Ditengah Kemelut Keuangan ,Kepala Desa Malah Bimtek ke Bali dan Lombok

Sabtu, 21 Desember 2024 | 07:41:04 WIB

 

Rokan Hilir - radarlentera.com, Tampaknya tengah menghadapi krisis keuangan yang semakin parah. Belum selesai dengan gejolak aksi unjuk rasa yang dilakukan oleh Aparatur Sipil Negara (ASN) dan honorer menuntut Tunjangan Penghasilan Pegawai (TPP), kini muncul kabar yang semakin mencoreng citra pemerintah daerah.

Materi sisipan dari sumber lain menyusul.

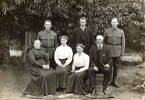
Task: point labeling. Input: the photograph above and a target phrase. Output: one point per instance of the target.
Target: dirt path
(14, 79)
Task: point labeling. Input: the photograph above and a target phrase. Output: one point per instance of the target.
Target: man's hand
(76, 71)
(47, 66)
(64, 65)
(44, 66)
(107, 66)
(96, 68)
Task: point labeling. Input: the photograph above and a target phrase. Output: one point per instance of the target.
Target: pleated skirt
(76, 83)
(62, 76)
(43, 82)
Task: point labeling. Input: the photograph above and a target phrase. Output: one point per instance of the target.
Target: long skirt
(76, 83)
(62, 76)
(43, 82)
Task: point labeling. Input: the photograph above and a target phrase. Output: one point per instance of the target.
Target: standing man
(100, 61)
(48, 40)
(82, 34)
(115, 41)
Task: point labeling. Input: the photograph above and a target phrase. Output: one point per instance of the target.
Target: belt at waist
(78, 68)
(45, 47)
(113, 44)
(63, 61)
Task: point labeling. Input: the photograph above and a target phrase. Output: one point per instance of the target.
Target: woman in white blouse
(63, 58)
(76, 80)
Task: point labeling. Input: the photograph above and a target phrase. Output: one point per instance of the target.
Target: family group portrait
(72, 49)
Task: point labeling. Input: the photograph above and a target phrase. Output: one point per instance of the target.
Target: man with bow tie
(82, 34)
(100, 62)
(114, 39)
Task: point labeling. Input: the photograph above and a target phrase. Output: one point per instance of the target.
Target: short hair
(47, 21)
(38, 41)
(115, 19)
(100, 37)
(81, 45)
(63, 37)
(83, 18)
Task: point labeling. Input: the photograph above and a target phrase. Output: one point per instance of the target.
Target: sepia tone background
(21, 20)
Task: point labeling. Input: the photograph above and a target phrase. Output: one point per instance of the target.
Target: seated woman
(63, 58)
(76, 81)
(43, 77)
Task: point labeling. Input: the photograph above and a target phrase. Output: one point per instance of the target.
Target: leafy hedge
(18, 16)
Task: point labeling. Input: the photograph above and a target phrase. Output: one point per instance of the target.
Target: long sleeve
(123, 44)
(86, 64)
(38, 36)
(73, 66)
(56, 44)
(109, 58)
(58, 62)
(46, 57)
(32, 59)
(69, 60)
(92, 64)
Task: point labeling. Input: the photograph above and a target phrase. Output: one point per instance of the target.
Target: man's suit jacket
(99, 58)
(85, 37)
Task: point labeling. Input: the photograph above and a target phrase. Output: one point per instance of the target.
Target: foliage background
(19, 16)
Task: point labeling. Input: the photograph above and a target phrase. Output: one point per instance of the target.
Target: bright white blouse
(80, 61)
(63, 52)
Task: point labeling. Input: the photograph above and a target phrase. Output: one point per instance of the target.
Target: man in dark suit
(82, 34)
(114, 39)
(100, 61)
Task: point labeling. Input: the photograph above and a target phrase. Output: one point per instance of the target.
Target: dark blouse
(37, 57)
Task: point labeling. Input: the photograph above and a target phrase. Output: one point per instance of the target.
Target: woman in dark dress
(63, 58)
(76, 81)
(43, 77)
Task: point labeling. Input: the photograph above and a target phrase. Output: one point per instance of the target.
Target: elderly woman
(63, 58)
(76, 81)
(43, 77)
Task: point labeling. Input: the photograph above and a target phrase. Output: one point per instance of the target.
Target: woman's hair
(80, 45)
(63, 37)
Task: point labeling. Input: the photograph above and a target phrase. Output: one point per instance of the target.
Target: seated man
(43, 77)
(100, 61)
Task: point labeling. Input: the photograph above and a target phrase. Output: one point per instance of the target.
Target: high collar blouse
(81, 60)
(63, 52)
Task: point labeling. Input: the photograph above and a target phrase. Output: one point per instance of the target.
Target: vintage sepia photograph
(72, 49)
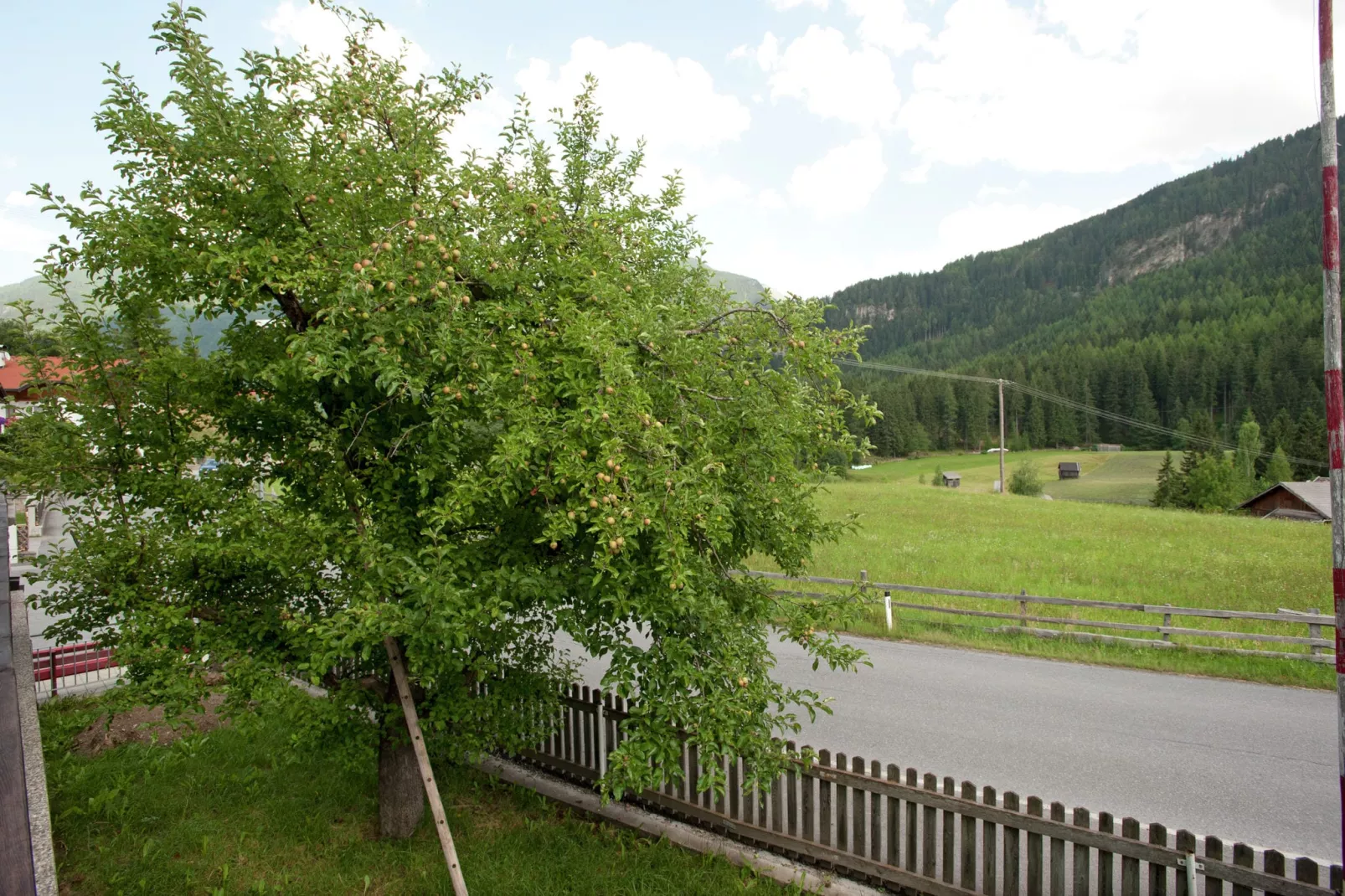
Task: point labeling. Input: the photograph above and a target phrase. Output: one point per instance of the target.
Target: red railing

Ironisnya, di tengah situasi yang memprihatinkan ini, para Kepala Desa atau Datuk/Datin Penghulu se-Rokan Hilir justru mengagendakan kegiatan Bimbingan Teknis (Bimtek) dan Studi Tiru ke Bali dan Lombok. Kegiatan ini dijadwalkan berlangsung dari tanggal 21 hingga 26 Desember 2024, seperti tertuang dalam surat proposal dari lembaga pusat pelatihan Bahana Mulya Dharma.

Isu Penggunaan Dana Desa
Surat tersebut mencantumkan tujuan kegiatan untuk meningkatkan pendapatan desa dan membahas isu strategis penggunaan Dana Desa tahun 2025. Namun, tidak disebutkan secara jelas dari mana sumber pembiayaan kegiatan ini. Informasi yang beredar menyebutkan bahwa penginapan selama kegiatan akan menggunakan hotel berbintang tiga, menambah spekulasi terkait pemborosan anggaran di tengah keterbatasan keuangan daerah.

Bantahan dan Lempar Tanggung Jawab
Kepala Dinas Pemberdayaan Masyarakat Desa (PMD) Rokan Hilir, Yandra, ketika dikonfirmasi melalui pesan WhatsApp, menyatakan bahwa kegiatan ini sepenuhnya berada di bawah kewenangan desa.
"Karena mereka otonomi. Kewenangan mutlak di desa. Mereka yang tahu," jawab Yandra, seolah lepas tangan.

Sementara itu, Penjabat Penghulu Bakti Makmur, Sujarno, membenarkan keikutsertaannya dalam kegiatan ini. Namun, dia membantah bahwa Dana Desa digunakan untuk membiayai keberangkatan ke Bali dan Lombok.
"Dana Desa tidak boleh digunakan untuk Bimtek," tegas Sujarno melalui pesan WhatsApp. Namun, ia enggan memberikan penjelasan lebih lanjut dan meminta wartawan untuk mendatangi kantornya.

Ketimpangan yang Menyakitkan
Kabar ini memicu kecaman dari berbagai kalangan masyarakat yang menilai kegiatan ini tidak sensitif terhadap kondisi keuangan daerah. ASN dan honorer terpaksa turun ke jalan menuntut hak mereka, sementara Kepala Desa justru pergi ke daerah wisata dengan dalih peningkatan kapasitas.

Dari informasi yang dihimpun, ada sejumlah Datuk Penghulu atau Penjabat Datuk Penghulu yang memutuskan untuk tidak mengikuti kegiatan ini. Namun, jumlahnya tidak signifikan dibandingkan dengan mereka yang tetap berangkat.

Dengan situasi yang memanas ini, masyarakat menuntut transparansi dan pertanggungjawaban terkait penggunaan anggaran untuk kegiatan ini. Apakah prioritas pembangunan benar-benar berada pada peningkatan kesejahteraan masyarakat, atau hanya untuk kepentingan segelintir elit?